SF映画での人間の姿かたちは現代人と同じですが、さらに一段と人類が進化し、宇宙に飛び出す人間は、いまの生物体とは似ても似つかぬ姿かたちになっている気が私にはします。
いらぬ妄想に取り憑かれているよりも、自分の行く末である来世を考えている方がより現実的と言われそうです。 2024.7.19.

 

高齢者とがん治療の選択

80歳代も半ばになると、同級生や歳下の友人からの訃報が次々と舞い込んできます。つい最近まで、元気に電話口で話していた友人たちです。人の世の無常を実感します。多いのが、道子と同じ、大腸がん原発の肝臓や肺への転移です。
がんによる年齢階級別死亡数の統計をみると、男では45歳から89歳まで、女では35歳から84歳まで第1位です。

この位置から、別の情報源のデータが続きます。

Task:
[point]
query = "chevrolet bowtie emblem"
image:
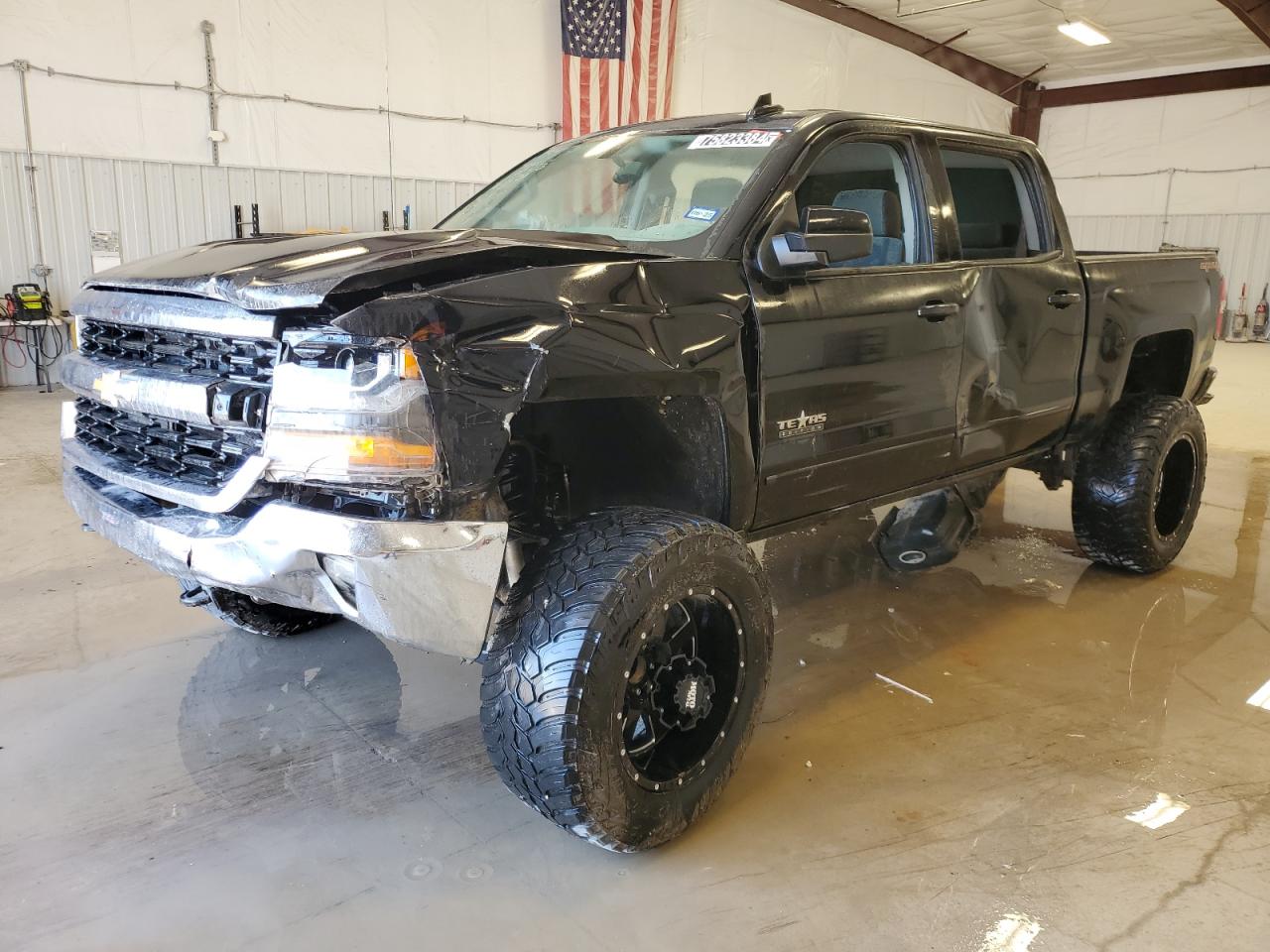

その数のピークは、男で75〜79歳、女では80〜84歳です。

迷う治療法の選択

同じがんでも、その進行速度は年齢とともに緩徐になるようです。80歳代では、進行がんで余命3か月と宣告されても、1年以上生存された方が結構おられます。

私たち夫婦は、普段から、がんは天命、効くか効かぬか分からない化学療法での延命は望んでいませんでした。がん専門の主治医は、いろんな治療の選択肢の存在・副作用について、事細かに患者に説明してくれます。娘たちは化学療法で少しでも延命できるよう望んでいたようですが、私たち夫婦は普段から化学療法ではなく、緩和ケアを求めて段取りを進めていました。

肺がんを患い余命3か月と宣告された友人の相談も、化学療法をすべきか否かです。要するに、化学療法に期待して1日でも長く生き続けるか、運命と思い、病院通いをせずに、笑顔で過ごせる日をもつかです。主治医が、がん治療法の選択肢を説明するときに、年齢階層別データをもっと提示して頂きたいものです。  2024.7.9.